Distance between flags:

$$GR = \sqrt{(8-2)^2 + (20-25)^2} = \sqrt{36 + 25} = \sqrt{61} \text{ m}$$

Rashmi’s position (Midpoint):

$$x = \frac{2+8}{2} = 5, \quad y = \frac{25+20}{2} = 22.5$$

✔️ Distance = $\sqrt{61}$ m, Blue Flag at (5, 22.5)

Find the ratio in which the line segment joining the points (-3, 10) and (6, -8) is divided by (-1, 6).

Let the ratio be $k:1$. Using the x-coordinate of the dividing point $P(-1, 6)$:

$$-1 = \frac{k(6) + 1(-3)}{k+1}$$

$$-k – 1 = 6k – 3$$

$$2 = 7k \Rightarrow k = \frac{2}{7}$$

The ratio is $2/7 : 1$ or $2:7$.

✔️ Ratio is 2:7

Find the ratio in which the line segment joining A(1, -5) and B(-4, 5) is divided by the x-axis. Also find the coordinates of the point of division.

Let the ratio be $k:1$. A point on the x-axis has coordinates $(x, 0)$.

Using the y-coordinate formula (since y=0):

$$0 = \frac{k(5) + 1(-5)}{k+1}$$

$$5k – 5 = 0 \Rightarrow 5k = 5 \Rightarrow k = 1$$

Ratio is 1:1 (Midpoint).

Now find x-coordinate:

$$x = \frac{1(-4) + 1(1)}{2} = \frac{-3}{2}$$

✔️ Ratio 1:1, Point (-3/2, 0)

If (1, 2), (4, y), (x, 6) and (3, 5) are the vertices of a parallelogram taken in order, find x and y.

The diagonals of a parallelogram bisect each other.

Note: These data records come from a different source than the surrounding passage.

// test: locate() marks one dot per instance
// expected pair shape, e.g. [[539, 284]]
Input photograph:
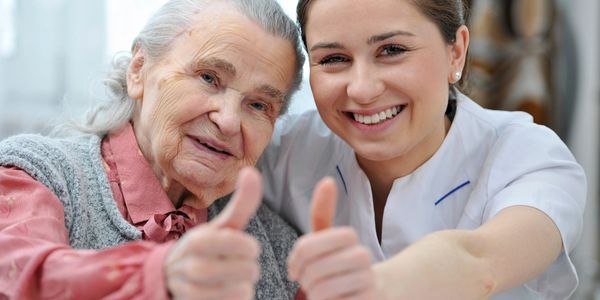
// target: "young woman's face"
[[379, 71]]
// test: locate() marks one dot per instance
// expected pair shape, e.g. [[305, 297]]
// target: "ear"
[[135, 78], [458, 54]]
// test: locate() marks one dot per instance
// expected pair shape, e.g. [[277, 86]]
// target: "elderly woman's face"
[[208, 107]]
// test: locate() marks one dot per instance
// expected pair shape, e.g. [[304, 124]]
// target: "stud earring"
[[457, 76]]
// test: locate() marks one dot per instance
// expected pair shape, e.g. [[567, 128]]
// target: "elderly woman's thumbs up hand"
[[219, 260], [329, 263]]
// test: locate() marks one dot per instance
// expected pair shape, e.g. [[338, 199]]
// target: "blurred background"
[[539, 56]]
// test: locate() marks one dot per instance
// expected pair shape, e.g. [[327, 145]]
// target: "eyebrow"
[[387, 35], [217, 63], [229, 68], [370, 41], [271, 92]]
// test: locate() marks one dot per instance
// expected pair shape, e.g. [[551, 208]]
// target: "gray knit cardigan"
[[72, 168]]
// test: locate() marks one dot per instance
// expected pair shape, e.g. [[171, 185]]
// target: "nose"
[[227, 113], [364, 86]]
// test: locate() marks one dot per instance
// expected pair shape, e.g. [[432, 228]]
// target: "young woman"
[[452, 201]]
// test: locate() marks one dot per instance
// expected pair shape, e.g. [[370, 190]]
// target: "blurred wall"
[[584, 136]]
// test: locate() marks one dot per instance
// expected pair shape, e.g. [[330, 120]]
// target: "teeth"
[[215, 149], [378, 117]]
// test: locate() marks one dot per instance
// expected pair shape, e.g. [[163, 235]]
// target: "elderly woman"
[[100, 213]]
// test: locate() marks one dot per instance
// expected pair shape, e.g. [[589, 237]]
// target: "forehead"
[[224, 35], [363, 15]]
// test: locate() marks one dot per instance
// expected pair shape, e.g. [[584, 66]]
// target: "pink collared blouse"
[[36, 260]]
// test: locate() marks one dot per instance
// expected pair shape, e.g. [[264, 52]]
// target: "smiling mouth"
[[212, 148], [377, 118]]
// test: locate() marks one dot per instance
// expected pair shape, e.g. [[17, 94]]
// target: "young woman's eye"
[[391, 50], [333, 59]]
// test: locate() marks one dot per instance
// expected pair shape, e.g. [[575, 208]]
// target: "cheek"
[[171, 113], [324, 88], [257, 136]]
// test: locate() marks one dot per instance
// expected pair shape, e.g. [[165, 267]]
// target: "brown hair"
[[448, 15]]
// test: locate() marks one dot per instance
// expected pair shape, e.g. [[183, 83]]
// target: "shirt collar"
[[142, 192]]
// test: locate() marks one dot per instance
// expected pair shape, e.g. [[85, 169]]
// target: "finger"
[[223, 242], [244, 203], [186, 290], [323, 204], [239, 292], [344, 285], [216, 272], [349, 260], [314, 246]]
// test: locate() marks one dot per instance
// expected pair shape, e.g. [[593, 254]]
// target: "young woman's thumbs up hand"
[[329, 263]]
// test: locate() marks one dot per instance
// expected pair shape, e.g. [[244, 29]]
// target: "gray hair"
[[155, 40]]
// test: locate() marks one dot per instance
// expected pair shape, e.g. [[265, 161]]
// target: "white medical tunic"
[[490, 160]]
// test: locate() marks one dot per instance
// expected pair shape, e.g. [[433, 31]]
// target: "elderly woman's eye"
[[209, 78], [260, 106]]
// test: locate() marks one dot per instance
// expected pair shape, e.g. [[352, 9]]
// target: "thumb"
[[243, 203], [323, 204]]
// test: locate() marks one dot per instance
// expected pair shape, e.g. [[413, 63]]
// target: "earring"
[[457, 76]]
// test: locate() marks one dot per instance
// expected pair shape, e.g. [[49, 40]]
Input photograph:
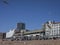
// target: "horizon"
[[33, 13]]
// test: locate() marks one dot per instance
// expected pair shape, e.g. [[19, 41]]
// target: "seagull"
[[5, 1]]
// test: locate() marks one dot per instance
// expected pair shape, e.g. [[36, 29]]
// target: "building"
[[2, 35], [52, 29], [20, 26]]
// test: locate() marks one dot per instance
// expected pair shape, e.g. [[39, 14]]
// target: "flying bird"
[[5, 1]]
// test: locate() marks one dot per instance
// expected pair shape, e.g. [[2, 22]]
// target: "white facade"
[[52, 29], [10, 33]]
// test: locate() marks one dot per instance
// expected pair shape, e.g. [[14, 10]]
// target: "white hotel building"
[[52, 29]]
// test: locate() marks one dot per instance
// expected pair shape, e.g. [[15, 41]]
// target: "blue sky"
[[32, 12]]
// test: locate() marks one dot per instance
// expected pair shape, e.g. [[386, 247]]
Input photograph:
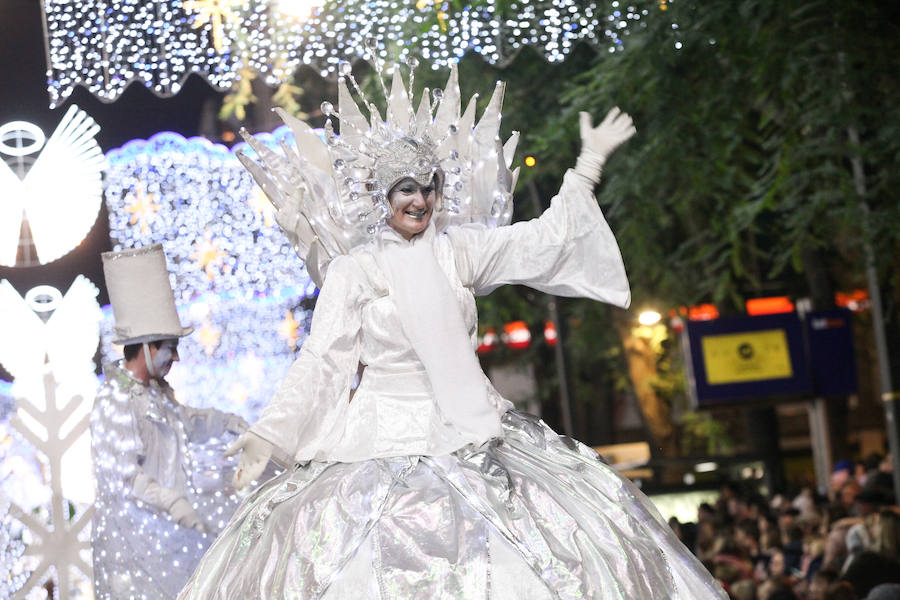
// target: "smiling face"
[[163, 356], [413, 206]]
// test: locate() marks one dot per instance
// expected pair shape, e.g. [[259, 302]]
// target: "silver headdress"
[[332, 196]]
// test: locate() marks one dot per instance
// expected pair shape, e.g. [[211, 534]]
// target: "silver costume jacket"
[[148, 451]]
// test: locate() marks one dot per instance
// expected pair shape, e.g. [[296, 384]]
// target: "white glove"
[[597, 143], [236, 424], [185, 515], [254, 458]]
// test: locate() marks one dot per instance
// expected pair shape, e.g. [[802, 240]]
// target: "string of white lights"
[[236, 278], [106, 45]]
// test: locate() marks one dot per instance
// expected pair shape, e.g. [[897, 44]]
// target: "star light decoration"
[[105, 45], [233, 271]]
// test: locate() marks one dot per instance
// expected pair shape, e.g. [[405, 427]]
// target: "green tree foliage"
[[740, 176], [739, 182]]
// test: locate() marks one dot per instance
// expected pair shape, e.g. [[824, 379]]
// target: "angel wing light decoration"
[[69, 338], [60, 194]]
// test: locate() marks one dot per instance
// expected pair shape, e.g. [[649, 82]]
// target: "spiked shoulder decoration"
[[332, 196]]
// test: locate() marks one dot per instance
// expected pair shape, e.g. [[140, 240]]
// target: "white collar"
[[389, 235]]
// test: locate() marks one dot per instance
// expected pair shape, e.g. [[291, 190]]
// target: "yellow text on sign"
[[750, 356]]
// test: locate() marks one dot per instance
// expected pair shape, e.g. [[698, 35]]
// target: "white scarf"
[[432, 320]]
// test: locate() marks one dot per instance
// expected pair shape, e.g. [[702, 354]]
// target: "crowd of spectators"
[[844, 545]]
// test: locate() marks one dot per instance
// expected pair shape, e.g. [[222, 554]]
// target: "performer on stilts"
[[160, 498], [426, 484]]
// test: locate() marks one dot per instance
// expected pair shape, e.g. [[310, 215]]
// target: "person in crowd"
[[159, 499]]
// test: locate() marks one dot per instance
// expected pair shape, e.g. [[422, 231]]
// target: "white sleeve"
[[117, 449], [569, 251], [315, 393]]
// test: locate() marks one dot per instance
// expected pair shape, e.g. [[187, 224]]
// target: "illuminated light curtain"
[[105, 45], [236, 278], [44, 446]]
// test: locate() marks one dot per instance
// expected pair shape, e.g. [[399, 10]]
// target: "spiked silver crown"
[[332, 196]]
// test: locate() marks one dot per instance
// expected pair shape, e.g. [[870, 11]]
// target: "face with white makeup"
[[413, 205]]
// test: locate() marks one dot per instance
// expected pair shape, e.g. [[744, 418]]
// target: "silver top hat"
[[141, 296]]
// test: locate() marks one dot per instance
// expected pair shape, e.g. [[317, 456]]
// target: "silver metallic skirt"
[[528, 515]]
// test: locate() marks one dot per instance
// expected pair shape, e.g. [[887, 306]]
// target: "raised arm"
[[569, 250]]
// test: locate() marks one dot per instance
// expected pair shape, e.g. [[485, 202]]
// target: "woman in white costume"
[[425, 484]]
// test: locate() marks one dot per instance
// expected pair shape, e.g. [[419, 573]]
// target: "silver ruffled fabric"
[[528, 515]]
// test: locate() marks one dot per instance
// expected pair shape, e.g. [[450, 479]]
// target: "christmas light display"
[[58, 192], [105, 46], [12, 577], [236, 278], [58, 534]]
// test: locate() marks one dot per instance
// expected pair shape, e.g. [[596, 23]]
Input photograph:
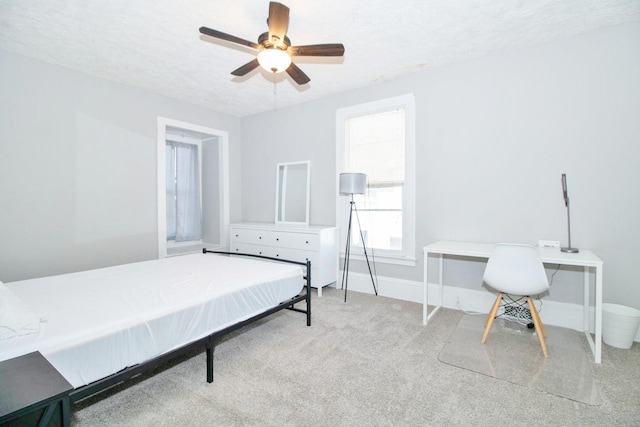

So, midpoint of AC = midpoint of BD.

Midpoint of AC:

$$O = \left( \frac{1+x}{2}, \frac{2+6}{2} \right) = \left( \frac{1+x}{2}, 4 \right)$$

Midpoint of BD:

$$O = \left( \frac{4+3}{2}, \frac{y+5}{2} \right) = \left( \frac{7}{2}, \frac{y+5}{2} \right)$$

Equating coordinates:

$$\frac{1+x}{2} = \frac{7}{2} \Rightarrow 1+x = 7 \Rightarrow x = 6$$

$$4 = \frac{y+5}{2} \Rightarrow 8 = y+5 \Rightarrow y = 3$$

✔️ x = 6, y = 3

Find the coordinates of a point A, where AB is the diameter of a circle whose centre is (2, -3) and B is (1, 4).

Let $A(x, y)$. Center $C(2, -3)$ is the midpoint of AB.

$$\frac{x + 1}{2} = 2 \Rightarrow x + 1 = 4 \Rightarrow x = 3$$

$$\frac{y + 4}{2} = -3 \Rightarrow y + 4 = -6 \Rightarrow y = -10$$

✔️ A(3, -10)

If A and B are (-2, -2) and (2, -4), find the coordinates of P such that $AP = \frac{3}{7}AB$ and P lies on the line segment AB.

Given $AP = \frac{3}{7}AB \Rightarrow \frac{AP}{AB} = \frac{3}{7}$.

Since $AB = AP + PB$, ratio $AP:PB = 3:(7-3) = 3:4$.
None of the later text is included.